Ma la vera star di quest’opera di Sidaris è Julie Strain, qui alla prima collaborazione con i Sidaris. La Strain è la regina dei B-Movies e si presenta all’alba mentre in controluce fa ginnastica mattutina mettendo in mostra tutta la sua prestanza fisica (alta, fisico statuario, lunghi capelli neri ricci, appendici mammarie notevolmente ingrandite da protesi di silicone, seni che fa fatica a tenere rinchiusi dentro i vestiti e appena può li mostra come anche, gratuitamente, nelle presentazioni dei film assieme a Sidaris che si trovano nel cofanetto The Andy Sidaris Collection...). La Strain qui è un’assassina a pagamento che si presenta in tuta nera attillata come Musidora dei tempi nostri per uccidere Kane (ancora Geoffrey Moore il nemico da combattere, sempre affiancato da Silk/Carolyn Liu) per poi diventarne collaboratrice... mortale.

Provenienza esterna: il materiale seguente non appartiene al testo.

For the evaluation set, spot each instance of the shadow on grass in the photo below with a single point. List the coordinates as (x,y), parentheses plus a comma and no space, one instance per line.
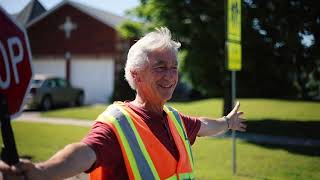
(288,128)
(303,150)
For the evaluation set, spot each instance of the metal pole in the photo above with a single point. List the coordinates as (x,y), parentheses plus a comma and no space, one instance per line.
(233,94)
(9,152)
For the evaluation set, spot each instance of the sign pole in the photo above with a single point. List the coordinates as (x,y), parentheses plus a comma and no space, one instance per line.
(234,53)
(233,93)
(9,152)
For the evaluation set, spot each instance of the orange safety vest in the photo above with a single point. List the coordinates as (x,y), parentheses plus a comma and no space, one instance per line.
(144,155)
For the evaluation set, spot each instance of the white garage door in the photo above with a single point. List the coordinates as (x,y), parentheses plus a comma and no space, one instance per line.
(95,76)
(54,67)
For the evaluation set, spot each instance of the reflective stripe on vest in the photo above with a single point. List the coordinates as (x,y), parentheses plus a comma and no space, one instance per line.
(139,159)
(181,130)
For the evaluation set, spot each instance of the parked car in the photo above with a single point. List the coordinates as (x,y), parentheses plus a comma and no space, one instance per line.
(49,91)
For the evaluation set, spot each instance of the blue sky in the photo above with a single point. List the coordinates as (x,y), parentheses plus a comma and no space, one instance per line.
(114,6)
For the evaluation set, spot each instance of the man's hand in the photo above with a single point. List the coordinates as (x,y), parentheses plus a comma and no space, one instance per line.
(235,120)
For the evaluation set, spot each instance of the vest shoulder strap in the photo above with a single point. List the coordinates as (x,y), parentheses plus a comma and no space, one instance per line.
(177,121)
(138,157)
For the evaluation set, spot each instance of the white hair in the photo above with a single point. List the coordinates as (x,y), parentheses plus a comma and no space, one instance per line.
(138,53)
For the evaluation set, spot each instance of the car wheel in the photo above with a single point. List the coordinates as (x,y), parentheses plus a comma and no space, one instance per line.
(46,103)
(80,100)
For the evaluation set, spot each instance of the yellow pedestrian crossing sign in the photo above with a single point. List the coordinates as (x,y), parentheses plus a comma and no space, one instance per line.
(234,20)
(234,56)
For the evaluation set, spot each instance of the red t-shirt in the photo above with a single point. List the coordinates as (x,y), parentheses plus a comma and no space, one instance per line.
(103,140)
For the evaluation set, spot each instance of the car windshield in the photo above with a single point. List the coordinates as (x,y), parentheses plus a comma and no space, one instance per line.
(37,82)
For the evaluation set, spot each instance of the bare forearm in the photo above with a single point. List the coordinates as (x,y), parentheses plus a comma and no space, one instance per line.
(211,127)
(73,159)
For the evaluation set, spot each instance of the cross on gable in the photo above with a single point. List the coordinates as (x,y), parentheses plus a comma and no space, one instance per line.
(67,27)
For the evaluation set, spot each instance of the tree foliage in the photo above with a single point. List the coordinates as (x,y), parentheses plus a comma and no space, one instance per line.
(280,42)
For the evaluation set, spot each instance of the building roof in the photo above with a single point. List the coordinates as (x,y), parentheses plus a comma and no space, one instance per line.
(103,16)
(32,10)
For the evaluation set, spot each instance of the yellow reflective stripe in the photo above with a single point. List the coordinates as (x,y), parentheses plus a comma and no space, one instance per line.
(182,176)
(186,142)
(174,177)
(140,142)
(124,141)
(182,134)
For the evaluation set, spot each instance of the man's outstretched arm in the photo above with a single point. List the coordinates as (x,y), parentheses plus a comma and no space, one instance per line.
(232,121)
(71,160)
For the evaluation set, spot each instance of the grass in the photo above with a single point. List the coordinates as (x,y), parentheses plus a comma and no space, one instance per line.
(213,161)
(212,156)
(255,109)
(40,141)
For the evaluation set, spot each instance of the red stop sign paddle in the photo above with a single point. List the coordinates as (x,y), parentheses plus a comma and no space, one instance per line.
(15,79)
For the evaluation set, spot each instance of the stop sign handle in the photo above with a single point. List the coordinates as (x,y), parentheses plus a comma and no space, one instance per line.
(9,152)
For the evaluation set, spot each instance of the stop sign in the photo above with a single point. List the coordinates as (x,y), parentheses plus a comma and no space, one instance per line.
(15,64)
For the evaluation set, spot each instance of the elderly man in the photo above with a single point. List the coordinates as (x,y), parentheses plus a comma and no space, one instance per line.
(140,139)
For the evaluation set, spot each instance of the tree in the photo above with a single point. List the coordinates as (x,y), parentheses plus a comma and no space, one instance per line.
(280,44)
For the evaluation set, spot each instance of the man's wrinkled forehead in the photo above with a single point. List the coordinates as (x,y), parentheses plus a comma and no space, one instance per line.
(163,56)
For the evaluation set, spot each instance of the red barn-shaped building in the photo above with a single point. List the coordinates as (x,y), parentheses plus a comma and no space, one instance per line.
(77,42)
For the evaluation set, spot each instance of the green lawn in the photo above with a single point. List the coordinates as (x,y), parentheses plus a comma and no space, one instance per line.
(255,109)
(40,141)
(212,156)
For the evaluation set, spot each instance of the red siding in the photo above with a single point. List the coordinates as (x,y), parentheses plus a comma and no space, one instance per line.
(91,37)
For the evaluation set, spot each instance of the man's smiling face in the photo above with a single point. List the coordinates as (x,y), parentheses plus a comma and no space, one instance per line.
(160,76)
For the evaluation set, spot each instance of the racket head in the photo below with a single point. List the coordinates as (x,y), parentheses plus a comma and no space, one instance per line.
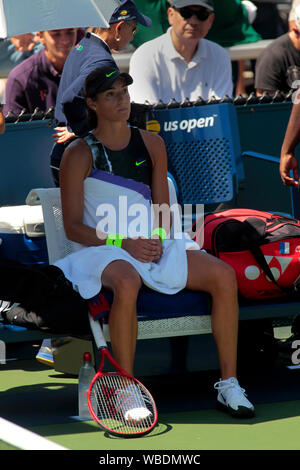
(111,398)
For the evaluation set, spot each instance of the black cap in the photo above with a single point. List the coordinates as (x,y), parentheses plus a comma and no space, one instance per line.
(128,11)
(185,3)
(102,78)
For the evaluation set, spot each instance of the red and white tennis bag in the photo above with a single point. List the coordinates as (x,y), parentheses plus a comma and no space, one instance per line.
(262,247)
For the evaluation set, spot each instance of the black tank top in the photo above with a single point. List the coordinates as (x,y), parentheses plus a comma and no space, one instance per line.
(133,162)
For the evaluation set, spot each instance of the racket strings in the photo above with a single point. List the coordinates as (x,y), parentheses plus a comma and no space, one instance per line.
(122,405)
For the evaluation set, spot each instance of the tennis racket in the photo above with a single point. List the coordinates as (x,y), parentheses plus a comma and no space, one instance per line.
(118,402)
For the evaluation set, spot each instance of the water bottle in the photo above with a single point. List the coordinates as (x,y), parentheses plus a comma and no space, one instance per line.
(86,373)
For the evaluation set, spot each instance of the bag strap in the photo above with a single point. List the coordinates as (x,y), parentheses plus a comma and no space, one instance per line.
(250,233)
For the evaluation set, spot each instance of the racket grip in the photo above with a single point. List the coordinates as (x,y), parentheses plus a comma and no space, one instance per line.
(97,333)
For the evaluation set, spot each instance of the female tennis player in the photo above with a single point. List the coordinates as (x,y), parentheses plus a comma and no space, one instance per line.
(117,163)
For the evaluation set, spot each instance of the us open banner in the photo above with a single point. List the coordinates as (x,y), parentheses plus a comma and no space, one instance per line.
(203,146)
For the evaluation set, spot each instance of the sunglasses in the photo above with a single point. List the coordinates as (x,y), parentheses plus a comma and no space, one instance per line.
(133,28)
(186,13)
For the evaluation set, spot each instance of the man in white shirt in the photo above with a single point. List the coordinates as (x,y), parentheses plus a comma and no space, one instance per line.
(182,64)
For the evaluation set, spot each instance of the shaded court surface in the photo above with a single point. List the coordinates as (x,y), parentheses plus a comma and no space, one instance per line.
(45,401)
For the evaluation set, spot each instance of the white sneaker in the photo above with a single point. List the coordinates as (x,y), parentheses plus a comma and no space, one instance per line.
(130,402)
(232,399)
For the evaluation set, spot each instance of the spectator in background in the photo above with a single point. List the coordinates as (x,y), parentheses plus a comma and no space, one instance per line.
(181,63)
(12,52)
(278,66)
(2,121)
(156,10)
(34,83)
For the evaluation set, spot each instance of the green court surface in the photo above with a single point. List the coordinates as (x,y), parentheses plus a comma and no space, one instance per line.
(45,401)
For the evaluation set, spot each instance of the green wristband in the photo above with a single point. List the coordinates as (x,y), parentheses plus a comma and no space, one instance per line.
(114,239)
(160,232)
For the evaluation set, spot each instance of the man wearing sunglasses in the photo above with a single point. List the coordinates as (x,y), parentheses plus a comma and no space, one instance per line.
(181,63)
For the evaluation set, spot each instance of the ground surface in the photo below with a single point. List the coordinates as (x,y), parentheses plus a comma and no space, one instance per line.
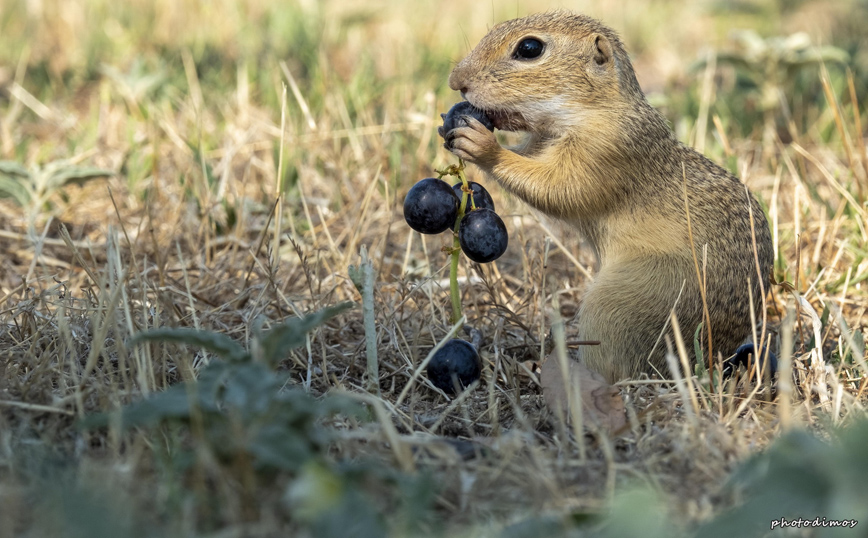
(144,145)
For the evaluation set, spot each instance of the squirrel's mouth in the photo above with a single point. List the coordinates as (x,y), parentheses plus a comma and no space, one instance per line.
(506,121)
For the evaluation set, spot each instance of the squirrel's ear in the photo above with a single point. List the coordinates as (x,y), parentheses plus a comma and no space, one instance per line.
(602,49)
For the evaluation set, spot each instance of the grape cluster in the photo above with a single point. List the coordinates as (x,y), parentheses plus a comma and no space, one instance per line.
(432,206)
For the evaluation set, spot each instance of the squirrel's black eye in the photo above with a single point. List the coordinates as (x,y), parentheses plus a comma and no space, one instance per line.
(528,49)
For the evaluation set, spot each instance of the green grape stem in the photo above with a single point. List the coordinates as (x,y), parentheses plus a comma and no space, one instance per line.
(456,246)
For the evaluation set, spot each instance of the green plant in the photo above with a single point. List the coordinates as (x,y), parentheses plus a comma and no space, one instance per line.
(31,188)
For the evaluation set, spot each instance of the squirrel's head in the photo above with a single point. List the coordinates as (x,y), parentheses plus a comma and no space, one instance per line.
(547,72)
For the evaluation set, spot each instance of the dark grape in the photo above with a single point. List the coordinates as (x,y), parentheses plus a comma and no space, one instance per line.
(480,196)
(457,361)
(453,118)
(741,359)
(482,235)
(431,206)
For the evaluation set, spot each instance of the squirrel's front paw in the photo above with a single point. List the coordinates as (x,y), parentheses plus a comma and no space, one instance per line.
(472,142)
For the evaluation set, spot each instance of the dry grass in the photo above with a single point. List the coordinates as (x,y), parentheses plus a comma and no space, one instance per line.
(207,115)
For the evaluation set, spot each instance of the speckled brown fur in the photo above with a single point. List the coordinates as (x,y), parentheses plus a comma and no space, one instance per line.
(599,157)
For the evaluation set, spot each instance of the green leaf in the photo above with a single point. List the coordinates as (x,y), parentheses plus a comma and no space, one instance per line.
(217,343)
(10,187)
(76,174)
(291,333)
(11,168)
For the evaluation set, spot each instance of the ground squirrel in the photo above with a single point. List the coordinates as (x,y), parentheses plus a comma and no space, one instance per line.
(600,158)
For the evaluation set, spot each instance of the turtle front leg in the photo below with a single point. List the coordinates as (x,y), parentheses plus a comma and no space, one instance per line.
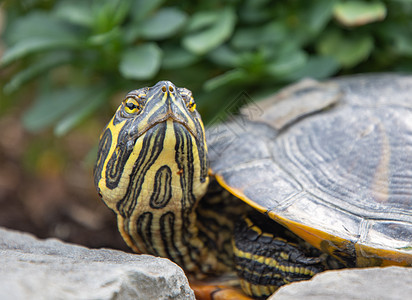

Con Julie Strain le scene erotiche si fanno più ardite (un po’ di spanking, erotismo orale, aggressività sessuale) e per la prima volta intravvediamo un po’ di pube in una scena in acqua con protagonista Ava Cadell. Vi è anche un sogno erotico di Kane molto kitsch in cui fa sesso con Donna su un letto bianco circondato da candele, sospeso tra le nubi, che è tutto un programma... ma non ci sarà lo scontro finale tra i due che ora sembrano odiarsi un po’ di meno e forse nelle idee di Sidaris c’era un nuovo capitolo che non ci sarà.

Il film ha atmosfere da film di spionaggio anni ’70 allontanandosi un po’ da quello stile televisivo anni ’80 che rischiava di rendere gli action Malibù troppo piatti. Sidaris per la prima volta utilizza anche immagini d’archivio della seconda guerra mondiale per raccontare la storia del diamante Alexa appartenuto alla zarina prima dello scoppio della guerra e poi finito in mani naziste.

Solite sparatorie con le armi più disparate ma in questo caso a farla da padroni sono i modellini radiocomandati tanto cari al regista, due elicotteri lanciamissili e un paio di auto esplosive.

Tante anche le auto vere (pickup Sidekick Suzuki il più in evidenza ma anche Lincoln, GMC, Jeep, Chevovan...) e le moto (le solite Yamaha). Product placement rinnovato per Sony stavolta accompagnato da Canon e cambio di compagnia aerea, da AA a Delta.